Mexico's Congress approved Thursday a long-awaited anti-money laundering law. While this law aims to attack the finances of Mexico's powerful drug cartels, both Mexicans and foreigners doing business or investing in Mexico should familiarize themselves with it, as new restrictions on certain cash purchases of real estate, jewelry, armored cars and other assets occurring within Mexico are imposed.

In particular, this law (a) forbids buyers and sellers from giving or accepting cash payments of over a $50,000 for Mexican real-estate purchases; (b) forbids cash purchases of more than $15,000 for automobiles or items like jewelry and lottery tickets; and (c) requires Mexican notaries (who, as opposed to US notaries, are specialized lawyers acting as public officers with jurisdiction over voluntary, non-contentious private law such as real estate transactions, incorporation of legal entities, wills, trusts and successions, among other acts) to report payments in Mexican transactions exceeding the established limits.  Violators can face up to 20 years in prison!

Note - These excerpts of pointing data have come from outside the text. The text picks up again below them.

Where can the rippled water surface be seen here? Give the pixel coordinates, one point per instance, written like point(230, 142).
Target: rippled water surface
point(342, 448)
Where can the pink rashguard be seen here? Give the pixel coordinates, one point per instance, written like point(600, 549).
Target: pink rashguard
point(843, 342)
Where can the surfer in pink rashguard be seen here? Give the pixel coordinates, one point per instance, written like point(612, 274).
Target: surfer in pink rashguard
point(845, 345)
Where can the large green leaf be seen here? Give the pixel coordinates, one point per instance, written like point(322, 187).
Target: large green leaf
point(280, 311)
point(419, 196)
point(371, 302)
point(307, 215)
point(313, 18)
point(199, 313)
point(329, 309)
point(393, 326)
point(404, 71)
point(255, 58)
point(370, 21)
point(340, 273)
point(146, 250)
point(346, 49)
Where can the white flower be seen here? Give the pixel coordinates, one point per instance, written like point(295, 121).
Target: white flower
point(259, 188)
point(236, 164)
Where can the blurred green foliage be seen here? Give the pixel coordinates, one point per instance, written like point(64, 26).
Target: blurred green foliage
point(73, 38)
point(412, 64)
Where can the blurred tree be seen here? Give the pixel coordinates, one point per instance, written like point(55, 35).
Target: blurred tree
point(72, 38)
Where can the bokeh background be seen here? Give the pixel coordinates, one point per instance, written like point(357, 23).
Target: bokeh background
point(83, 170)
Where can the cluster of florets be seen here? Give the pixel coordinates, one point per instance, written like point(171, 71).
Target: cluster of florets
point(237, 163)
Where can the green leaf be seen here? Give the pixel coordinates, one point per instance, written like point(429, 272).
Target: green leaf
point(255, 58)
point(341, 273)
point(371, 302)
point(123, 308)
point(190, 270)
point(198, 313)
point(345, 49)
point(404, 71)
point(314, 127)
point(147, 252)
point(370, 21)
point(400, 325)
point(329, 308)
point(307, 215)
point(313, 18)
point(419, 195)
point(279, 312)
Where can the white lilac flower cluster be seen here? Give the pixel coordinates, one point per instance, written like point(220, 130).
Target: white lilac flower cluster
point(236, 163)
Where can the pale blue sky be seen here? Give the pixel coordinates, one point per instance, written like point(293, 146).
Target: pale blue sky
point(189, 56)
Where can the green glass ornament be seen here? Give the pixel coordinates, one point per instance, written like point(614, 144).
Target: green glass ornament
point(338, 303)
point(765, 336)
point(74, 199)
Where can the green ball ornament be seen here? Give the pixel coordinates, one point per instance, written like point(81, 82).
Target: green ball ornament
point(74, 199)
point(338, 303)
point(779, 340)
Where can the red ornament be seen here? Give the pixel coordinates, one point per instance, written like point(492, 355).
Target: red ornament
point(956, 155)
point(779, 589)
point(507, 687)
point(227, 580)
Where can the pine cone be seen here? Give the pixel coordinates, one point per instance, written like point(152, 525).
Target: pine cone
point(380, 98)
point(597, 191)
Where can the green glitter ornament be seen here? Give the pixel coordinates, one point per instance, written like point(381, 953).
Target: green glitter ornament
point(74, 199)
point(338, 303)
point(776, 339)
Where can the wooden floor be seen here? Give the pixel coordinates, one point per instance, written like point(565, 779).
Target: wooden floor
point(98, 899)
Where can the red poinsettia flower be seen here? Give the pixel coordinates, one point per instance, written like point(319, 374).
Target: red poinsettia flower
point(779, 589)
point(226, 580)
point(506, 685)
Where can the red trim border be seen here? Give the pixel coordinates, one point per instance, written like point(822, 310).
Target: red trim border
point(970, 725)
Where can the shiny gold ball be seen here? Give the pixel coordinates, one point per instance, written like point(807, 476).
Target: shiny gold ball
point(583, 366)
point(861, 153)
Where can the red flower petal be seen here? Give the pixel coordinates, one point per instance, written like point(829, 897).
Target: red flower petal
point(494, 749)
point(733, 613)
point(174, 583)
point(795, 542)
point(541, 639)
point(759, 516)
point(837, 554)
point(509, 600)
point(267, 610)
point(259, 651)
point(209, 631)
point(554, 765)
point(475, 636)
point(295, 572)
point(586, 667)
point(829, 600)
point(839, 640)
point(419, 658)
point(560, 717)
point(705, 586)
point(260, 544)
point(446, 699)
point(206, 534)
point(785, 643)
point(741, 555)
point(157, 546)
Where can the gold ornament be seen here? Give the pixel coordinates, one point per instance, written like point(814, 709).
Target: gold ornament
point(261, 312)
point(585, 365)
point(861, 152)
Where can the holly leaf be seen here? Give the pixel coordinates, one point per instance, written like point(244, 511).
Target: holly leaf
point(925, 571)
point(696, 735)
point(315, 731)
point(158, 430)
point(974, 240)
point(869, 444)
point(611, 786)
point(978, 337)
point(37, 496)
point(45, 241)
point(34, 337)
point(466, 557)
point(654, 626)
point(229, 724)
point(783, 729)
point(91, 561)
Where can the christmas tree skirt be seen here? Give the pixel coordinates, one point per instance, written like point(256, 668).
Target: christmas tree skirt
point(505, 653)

The type and amount of the restricted transactions are not that uncommon.  Thus, it is imperative for Mexicans and non-Mexicans alike to understand the new restrictions, limitations and reporting obligations established by this new law in order for them to avoid criminal liability for what would otherwise be a legal transaction. 

The bill now goes to President Calderon's office for ratification and is set to take effect in about nine months to give authorities time to prepare its enforcement. Accordingly, if all goes well, the law may come into effect in July of 2013.